The digital version of mainstream offline advertising such as Press or TV are leader boards, banners, skyscrapers and MPU’s. When all this started they were priced in Cost per thousand impressions or Cpm’s in the American vernacular. And initially they were expensive, as high a £25 per thousand impressions. This was clearly unsustainable because it made the cost of buying online impressions more expensive than on established offline media. Digital publishers began to offer more flexibility in terms of geographic selection, behavioural and contextual targeting but prices had to fall. Advertisers were now more interested in the number of people who clicked on to their landing page or website. The average click through rate was 0.06% or 60 clicks per 100,000 impressions, so if you were foolish enough to buy impressions at £25 per thousand you would pay £42 per click. Horrendous.

The first to offer a low cost option were the blind networks or exchanges, who took over the unsold inventory of publishers and offered these for very little but at the expense of information about exactly where the ads appeared.

More recent is re-targeting where using cookies implanted in your computer, advertisers can provide messages to people who have previously shown an interest.

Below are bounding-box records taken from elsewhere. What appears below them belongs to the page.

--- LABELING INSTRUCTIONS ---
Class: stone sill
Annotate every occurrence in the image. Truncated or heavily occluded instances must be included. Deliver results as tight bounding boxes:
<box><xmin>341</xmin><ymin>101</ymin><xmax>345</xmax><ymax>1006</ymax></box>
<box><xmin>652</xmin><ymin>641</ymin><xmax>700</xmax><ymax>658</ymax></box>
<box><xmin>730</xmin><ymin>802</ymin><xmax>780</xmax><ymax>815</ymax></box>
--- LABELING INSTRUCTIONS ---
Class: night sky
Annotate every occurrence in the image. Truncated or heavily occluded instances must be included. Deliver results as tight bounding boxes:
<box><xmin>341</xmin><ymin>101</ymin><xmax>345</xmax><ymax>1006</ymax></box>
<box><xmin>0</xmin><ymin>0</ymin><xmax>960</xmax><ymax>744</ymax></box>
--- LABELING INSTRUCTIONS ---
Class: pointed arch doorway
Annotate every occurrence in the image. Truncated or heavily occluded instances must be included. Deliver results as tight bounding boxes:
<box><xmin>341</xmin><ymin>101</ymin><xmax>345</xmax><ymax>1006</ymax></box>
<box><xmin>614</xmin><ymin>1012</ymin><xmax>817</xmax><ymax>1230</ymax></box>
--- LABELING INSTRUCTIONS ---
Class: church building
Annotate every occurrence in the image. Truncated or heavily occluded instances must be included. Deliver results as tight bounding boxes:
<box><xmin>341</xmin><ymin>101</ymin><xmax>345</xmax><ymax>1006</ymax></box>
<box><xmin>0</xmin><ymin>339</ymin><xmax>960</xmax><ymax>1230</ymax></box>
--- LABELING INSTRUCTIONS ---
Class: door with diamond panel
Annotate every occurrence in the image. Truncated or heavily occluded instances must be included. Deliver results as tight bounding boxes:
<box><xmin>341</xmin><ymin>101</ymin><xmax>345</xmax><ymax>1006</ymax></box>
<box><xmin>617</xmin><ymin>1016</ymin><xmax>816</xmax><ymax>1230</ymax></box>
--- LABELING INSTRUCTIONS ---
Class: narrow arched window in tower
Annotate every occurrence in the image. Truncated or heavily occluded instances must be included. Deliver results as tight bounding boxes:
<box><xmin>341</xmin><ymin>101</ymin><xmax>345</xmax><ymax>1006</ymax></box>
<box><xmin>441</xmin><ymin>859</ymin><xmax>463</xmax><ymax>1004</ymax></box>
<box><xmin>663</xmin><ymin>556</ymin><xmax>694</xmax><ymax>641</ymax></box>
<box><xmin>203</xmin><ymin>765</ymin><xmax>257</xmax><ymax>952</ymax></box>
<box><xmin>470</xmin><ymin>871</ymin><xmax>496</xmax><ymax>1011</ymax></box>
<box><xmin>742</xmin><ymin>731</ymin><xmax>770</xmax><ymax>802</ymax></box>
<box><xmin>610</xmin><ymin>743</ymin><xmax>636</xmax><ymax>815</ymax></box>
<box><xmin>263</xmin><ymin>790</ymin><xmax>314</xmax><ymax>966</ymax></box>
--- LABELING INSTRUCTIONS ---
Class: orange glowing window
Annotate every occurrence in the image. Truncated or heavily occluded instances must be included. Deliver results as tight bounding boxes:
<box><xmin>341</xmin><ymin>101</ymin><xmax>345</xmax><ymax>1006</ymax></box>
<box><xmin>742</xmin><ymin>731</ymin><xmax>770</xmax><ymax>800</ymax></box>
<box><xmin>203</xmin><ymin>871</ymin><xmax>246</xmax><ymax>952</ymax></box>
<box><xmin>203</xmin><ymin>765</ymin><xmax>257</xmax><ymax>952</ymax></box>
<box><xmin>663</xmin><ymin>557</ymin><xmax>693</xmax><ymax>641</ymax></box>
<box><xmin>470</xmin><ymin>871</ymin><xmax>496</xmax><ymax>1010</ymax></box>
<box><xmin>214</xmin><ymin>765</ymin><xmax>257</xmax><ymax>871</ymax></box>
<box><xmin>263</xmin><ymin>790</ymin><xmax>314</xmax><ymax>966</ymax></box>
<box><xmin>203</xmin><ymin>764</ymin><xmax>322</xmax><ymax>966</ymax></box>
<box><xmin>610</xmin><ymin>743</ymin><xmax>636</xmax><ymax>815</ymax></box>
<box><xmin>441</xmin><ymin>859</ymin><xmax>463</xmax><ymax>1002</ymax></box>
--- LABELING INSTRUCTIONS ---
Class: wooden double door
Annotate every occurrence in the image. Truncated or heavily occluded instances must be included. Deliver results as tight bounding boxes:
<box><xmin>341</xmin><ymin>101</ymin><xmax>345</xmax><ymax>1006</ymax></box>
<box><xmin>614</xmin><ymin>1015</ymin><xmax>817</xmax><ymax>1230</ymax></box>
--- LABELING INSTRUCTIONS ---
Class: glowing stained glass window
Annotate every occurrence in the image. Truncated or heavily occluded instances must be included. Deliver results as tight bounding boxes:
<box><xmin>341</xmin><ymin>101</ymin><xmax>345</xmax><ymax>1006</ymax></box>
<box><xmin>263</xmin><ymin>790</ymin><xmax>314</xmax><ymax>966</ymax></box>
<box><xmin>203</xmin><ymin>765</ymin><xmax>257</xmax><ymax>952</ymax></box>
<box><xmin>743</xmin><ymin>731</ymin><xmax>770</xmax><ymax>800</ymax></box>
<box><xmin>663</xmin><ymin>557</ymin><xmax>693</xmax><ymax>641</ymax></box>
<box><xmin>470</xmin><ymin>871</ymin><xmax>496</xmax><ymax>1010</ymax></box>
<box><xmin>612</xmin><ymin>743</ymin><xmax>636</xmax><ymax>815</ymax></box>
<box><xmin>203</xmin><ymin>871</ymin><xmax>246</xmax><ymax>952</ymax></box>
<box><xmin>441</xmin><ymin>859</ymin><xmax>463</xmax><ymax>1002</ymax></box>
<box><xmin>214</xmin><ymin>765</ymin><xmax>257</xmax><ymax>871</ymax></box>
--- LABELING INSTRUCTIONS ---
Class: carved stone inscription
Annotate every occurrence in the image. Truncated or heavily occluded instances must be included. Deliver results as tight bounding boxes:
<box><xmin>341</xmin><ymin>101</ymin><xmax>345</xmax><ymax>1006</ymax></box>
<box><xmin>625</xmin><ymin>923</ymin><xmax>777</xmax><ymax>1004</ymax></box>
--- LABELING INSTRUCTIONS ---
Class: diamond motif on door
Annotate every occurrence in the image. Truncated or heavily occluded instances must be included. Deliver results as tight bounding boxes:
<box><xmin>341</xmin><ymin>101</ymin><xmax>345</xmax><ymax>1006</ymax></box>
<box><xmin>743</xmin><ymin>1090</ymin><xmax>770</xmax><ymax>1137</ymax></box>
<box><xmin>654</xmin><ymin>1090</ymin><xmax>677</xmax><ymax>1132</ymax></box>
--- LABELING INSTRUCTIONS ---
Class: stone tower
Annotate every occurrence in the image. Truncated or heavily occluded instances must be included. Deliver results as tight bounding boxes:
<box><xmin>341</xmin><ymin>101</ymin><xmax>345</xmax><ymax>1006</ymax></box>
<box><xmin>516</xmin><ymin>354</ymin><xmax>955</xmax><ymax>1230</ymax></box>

Furthermore these messages can be transmitted across all the devices such as mobile phones, tablets, laptops and smart TV’s. This is known as householding.

Now the accent is on trading desks, real time buying using algorithms and programmatic platforms. Some of the more informed advertisers query the excessive jargon, are concerned about the lack of transparency and are considering having their own trading desk.

The jury is still out about whether these developments will make digital medium more effective.  

Thursday, 21 November 2013

Gaining a better share of tourisms largesse



Tourism is leading the drive out of the recession. Its importance to the world’s economy is suggested by the work produced by the World Travel & tourism Council who estimated that in 2012, tourism generated 6.6 trillion dollars worldwide. This represents 9% of total GDP and a similar share of jobs. Tourism grew faster than the other economic powerhouses such as the financial, manufacturing or retail sectors.

Most of the gains are due to the belief that the bad days are over and because a resurgent airline business is making access easier by laying on more flights. Six months ago, a spokesman for IATA talked about European airlines being on a knife-edge. Now Lufthansa, Easy Jet and IAG, the owners of British Airways and Iberia have announced large profit gains for the most recent accounting periods. Tony Tyler, IATA’s Director general said:

“The strong growth of recent months, coupled with the continuing improvements in air travel demand in September, suggests that there could be a further acceleration in air travel growth before the end of the year”.

Not all of the smaller undifferentiated airlines will benefit from this trend.

People make their independent holiday destination shortlist first and easier access helps the decision process. For countries with limited advertising budgets, it helps if the national airline also promotes their country. A surprisingly high proportion do not. Sell the destination and then your differentiated, easy access service. Why else would you fly with Air Argentina if not to visit that country?  

It doesn’t have to be an airline though. Eurostar is giving people a reason to travel on its trains by promoting the hidden treasures of Paris in a charming typically gallic film commercial. See it here.

It makes you want to be impulsive and visit. And Eurostar is so convenient. 

Sometimes the favoured destination is served by a number of airlines. Price may be the major factor in the decision, but if this advantage is marginal, then flight convenience, departure airport, and perceived image matters. Skytrax rates airlines on the basis of product and service criteria. The top airline is Emirates because of the age of its fleet, quality of the website, airport service, cabin staff efficiency and friendliness and the on board product. The other podium places were taken by Qatar and Singapore Airlines.  

Airlines that don’t pay attention to all the service ideals risk being marginalised and prey for the major operators.